あっ、お料理、えぇ、申し分ありませんでした。
「二次会行くんでしょ?」
「えっ! あぁ、どうしようかしら、まだ、決めていないんですよ」
「行きましょうよ、せっかくだから、新郎新婦のために。
それと、えーっと、僕たちのために」
「えーっ、それ、なあに?」
「これでお別れするなんて、せっかく、あなたとお逢いできたんだから」
「まぁ、恥ずかしいわ」
「いいでしょ、一緒に。

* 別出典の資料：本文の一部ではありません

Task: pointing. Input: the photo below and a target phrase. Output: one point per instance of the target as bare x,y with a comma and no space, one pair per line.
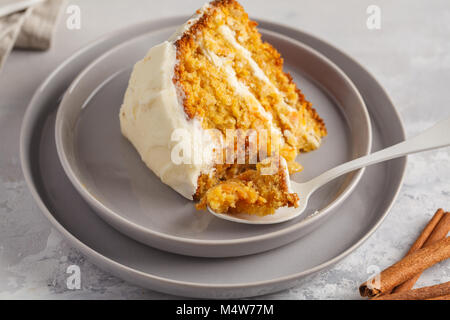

行きましょうよ」
困るわ、主人には、そんなに遅くならないだろうからって、
そう、言ってきたのに。
でも、あんまり、彼が、言うから、
「ごめんなさいね」って、一度、席を離れて、主人に電話してみたんです。
「ごめんなさい、二次会に誘われてるの、どうしようかしら」
「誰に?」
「同じテーブルの、若い男性の方、あっ!違うのよ、皆も一緒なのよ」
「年下なの」
「えぇ、妹さんと同じくらいかなぁ」
「順子は、どうしたいの」
「あなたが言う通りにするつもりよ」
暫く、声が途切れると、主人の息遣いだけが、微かに聞こえてました。
「行っておいでよ、楽しんでおいで」
「いいの、嫌じゃない?」
「かまわないさ、順子がそうしたいんだったら」
「本当?じゃぁ、ちょっとだけいいかしら」
「いいよ、遅くなっても、先に寝てるから」
「嫌よ、すぐに帰ってくるから、待っててね」
でも、その返事、聞けないままに、電話、切れたんです。